Aim. The aim of the current study was to demonstrate that SMBG at least 4 times daily results in a significant decrease in HbA1c without an increased risk of major or nocturnal hypoglycaemia.

Methods. This was a 25-week randomised study consucted in two specialised centres in Estonia. After the 5-week screening phase, 20 adult subjects with type 1 diabetes receiving multiple injections with insulin glargine 1–2 times daily and a short-acting analogue (lispro, aspart, or glulisine) 3 times daily were randomised into 2 groups: the first group (n = 12) were given glycometer test strips free of charge and they committed to perform SMBG at least 4 times daily; the control group (n = 8) continued to perform SMBG according to their previous habits, using test strips reimbursed by the Estonian Health Insurance Fund (600 per year, average 1.6 per day). In addition, the control group was asked to perform the 5-point blood glucose profi le once weekly. After the randomisation all subjects were scheduled for 6 visits (including 2 phone call visits). The HbA1c was measured 8 weeks and 20 weeks after the randomisation. Diff erences in the decrease of HbA1c were compared using the Mann-Whitney U-test.

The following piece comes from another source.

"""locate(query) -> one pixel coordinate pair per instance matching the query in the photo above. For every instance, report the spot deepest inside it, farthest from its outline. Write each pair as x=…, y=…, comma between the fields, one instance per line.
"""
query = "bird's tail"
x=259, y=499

Results. In the intensive SMBG group, the mean HbA1c was 9.04% (95% CI = 8.71–9.37%) at randomisation, and it dropped to 8.08% (95% CI = 7.69–8.48%) by the end of the study. In the control group, the mean HbA1c was 8.54% (95% CI = 8.22–8.86%) and 8.74% (95% CI = 8.36–9.11%) at randomisation and at the end of the study, respectively. This translated to a mean decrease of 0.96% in HbA1c (95% CI = -1.19 – -0.73%) in the intervention group, while in the control group, HbA1c increased by 0.2% (95% CI = -0.05–0.45%) (p < 0.001). None of the study subjects had major hypoglycaemia episodes. Four subjects in the intensive SMBG group, and 6 subjects in the control group experienced nocturnal hypoglycaemia; the total event rate was 19 and 13 in the intensive SMBG group and in the control group, respectively.

Conclusions. Intensive SMBG significantly improves glycaemic control in patients with type 1 diabetes without an increased risk of major or nocturnal hypoglycaemia. However, in inadequately compensated patients, HbA1c < 7% (< 53 mmol/mol) remains a challenge despite intensive insulin treatment and frequent SMBG.